A ViewSonic representative uses a car analogy to explain the same point. “Fully off is a black image, fully on is a white image. It’s similar to a gas pedal on a car — you’re either off or on. But this spec doesn’t cover all the speeds in between off and full throttle. Gray-to-gray is typically slower because it’s in smaller differences that aren’t normally overdriven,” says Erik Willey, senior product manager for LCD at ViewSonic.
Willey says that ViewSonic shortens gray-to-gray response time on its VX724 and VX924 monitors by overdriving the panel’s electronics using ViewSonic’s Amplified Impulse technology. “Black to white to black is on/off, full-throttle or off.
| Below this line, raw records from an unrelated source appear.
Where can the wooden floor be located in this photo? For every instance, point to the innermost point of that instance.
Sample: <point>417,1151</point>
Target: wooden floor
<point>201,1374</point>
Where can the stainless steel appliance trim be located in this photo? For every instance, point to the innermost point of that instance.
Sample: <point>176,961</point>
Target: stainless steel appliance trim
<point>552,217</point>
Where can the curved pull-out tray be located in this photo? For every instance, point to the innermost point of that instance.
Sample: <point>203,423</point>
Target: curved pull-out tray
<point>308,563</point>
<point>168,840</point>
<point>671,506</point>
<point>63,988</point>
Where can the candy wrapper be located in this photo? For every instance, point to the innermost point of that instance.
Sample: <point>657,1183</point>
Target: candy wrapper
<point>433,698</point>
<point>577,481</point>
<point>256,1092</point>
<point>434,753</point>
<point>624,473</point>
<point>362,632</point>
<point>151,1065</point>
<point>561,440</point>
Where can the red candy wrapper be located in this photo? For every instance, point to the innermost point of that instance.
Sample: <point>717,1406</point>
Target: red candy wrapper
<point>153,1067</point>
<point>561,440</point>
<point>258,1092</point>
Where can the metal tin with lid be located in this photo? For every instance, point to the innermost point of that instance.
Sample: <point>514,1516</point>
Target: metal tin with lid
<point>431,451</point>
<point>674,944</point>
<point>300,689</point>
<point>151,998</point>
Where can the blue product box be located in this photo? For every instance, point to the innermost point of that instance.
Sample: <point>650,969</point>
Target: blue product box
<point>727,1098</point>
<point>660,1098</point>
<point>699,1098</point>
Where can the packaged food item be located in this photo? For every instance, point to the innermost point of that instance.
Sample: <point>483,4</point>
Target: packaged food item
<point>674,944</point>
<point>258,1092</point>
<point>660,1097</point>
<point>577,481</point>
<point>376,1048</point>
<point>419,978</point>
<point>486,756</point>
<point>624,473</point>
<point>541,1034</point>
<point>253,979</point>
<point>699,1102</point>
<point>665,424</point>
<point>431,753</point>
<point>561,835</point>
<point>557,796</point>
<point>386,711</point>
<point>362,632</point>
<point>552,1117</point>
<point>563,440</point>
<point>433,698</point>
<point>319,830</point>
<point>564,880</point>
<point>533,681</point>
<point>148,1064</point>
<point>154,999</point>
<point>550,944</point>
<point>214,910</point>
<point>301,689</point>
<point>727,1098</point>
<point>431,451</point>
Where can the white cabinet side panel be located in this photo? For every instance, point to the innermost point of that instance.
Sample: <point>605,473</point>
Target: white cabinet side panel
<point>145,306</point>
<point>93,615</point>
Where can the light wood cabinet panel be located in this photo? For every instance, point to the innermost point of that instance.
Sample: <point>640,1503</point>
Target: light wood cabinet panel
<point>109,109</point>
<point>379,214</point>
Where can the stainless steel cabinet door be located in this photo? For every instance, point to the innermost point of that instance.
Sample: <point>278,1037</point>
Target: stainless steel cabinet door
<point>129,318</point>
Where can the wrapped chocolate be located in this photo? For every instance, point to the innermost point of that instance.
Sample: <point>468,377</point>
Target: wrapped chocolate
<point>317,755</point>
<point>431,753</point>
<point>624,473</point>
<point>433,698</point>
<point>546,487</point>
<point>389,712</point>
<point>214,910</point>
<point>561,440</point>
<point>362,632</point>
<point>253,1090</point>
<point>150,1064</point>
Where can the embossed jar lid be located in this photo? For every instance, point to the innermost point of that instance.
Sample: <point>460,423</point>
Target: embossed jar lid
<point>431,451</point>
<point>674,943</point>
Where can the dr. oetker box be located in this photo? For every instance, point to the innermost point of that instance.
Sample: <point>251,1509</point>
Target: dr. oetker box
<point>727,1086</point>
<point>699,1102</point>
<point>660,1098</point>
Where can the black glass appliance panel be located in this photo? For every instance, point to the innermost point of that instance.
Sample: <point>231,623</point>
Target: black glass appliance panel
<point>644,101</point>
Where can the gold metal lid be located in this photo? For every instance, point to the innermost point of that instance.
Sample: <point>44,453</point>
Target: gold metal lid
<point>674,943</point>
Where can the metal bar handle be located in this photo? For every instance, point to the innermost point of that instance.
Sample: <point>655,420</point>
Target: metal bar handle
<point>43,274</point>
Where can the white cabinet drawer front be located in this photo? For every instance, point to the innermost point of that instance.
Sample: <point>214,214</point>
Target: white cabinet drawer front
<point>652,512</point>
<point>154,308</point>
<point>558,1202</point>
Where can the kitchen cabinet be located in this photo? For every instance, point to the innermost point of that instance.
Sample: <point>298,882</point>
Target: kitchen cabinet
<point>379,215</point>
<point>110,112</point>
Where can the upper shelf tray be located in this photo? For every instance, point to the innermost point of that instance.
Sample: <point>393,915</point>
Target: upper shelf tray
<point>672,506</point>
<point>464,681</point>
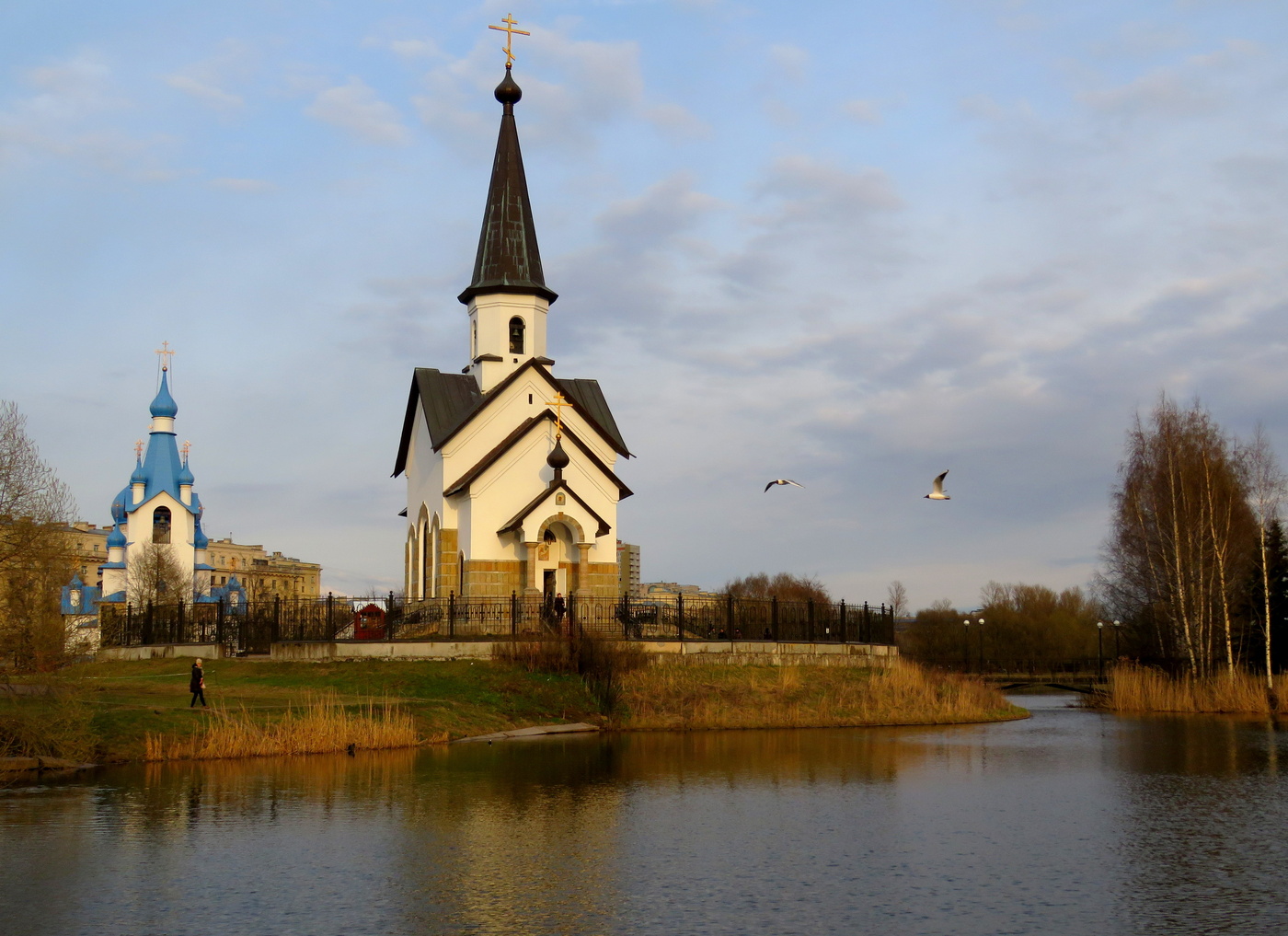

The difficulty is in how you get from one shade to another very well. With Amplified Impulse technology, we can accelerate this and keep accuracy” in both rise-and-fall and gray-to-gray measurements, Willey says.
Other manufacturers question the usefulness of a gray-to-gray spec. “It [gray-to-gray] is totally meaningless because you don’t know where the starting point is,” says Ian Matthew, Sharp’s product marketing manager for LCD monitors. In the absence of a standard, Sharp declines to publish a gray-to-gray spec at all.
Willey stands by ViewSonic’s gray-to-gray spec. “We test from the darkest grays to the lightest grays. We conduct 256 test points across the gray-to-gray range, which are representative of all 64,000 transitions.” He stresses that although ViewSonic considers gray-to-gray response time important, the company reports a rise-and-fall figure as well.
VESA plans to introduce a spec encompassing both rise-and-fall and gray-to-gray response times. But that spec may not make its debut until mid-2006. “Everybody would like it yesterday, but it’s of negative value unless it’s right,” Miller points out. “It’s going to take some months to get it right.”
For now, it’s better to trust your eyes. “Your average user running standard applications on an LCD monitor is not going to notice a difference between 12ms and 4ms, even assuming those are using the same criteria. Gamers and high-performance users will definitely notice,” says ISuppli’s Alexander. But “25ms to 30ms is fine for most business applications, unless you’re in an application that requires a lot of scrolling.”
Alexander cautions against losing perspective. “Look at overall front-of-screen performance instead of focusing on one spec,” she says. In other words, don’t miss the forest for the trees.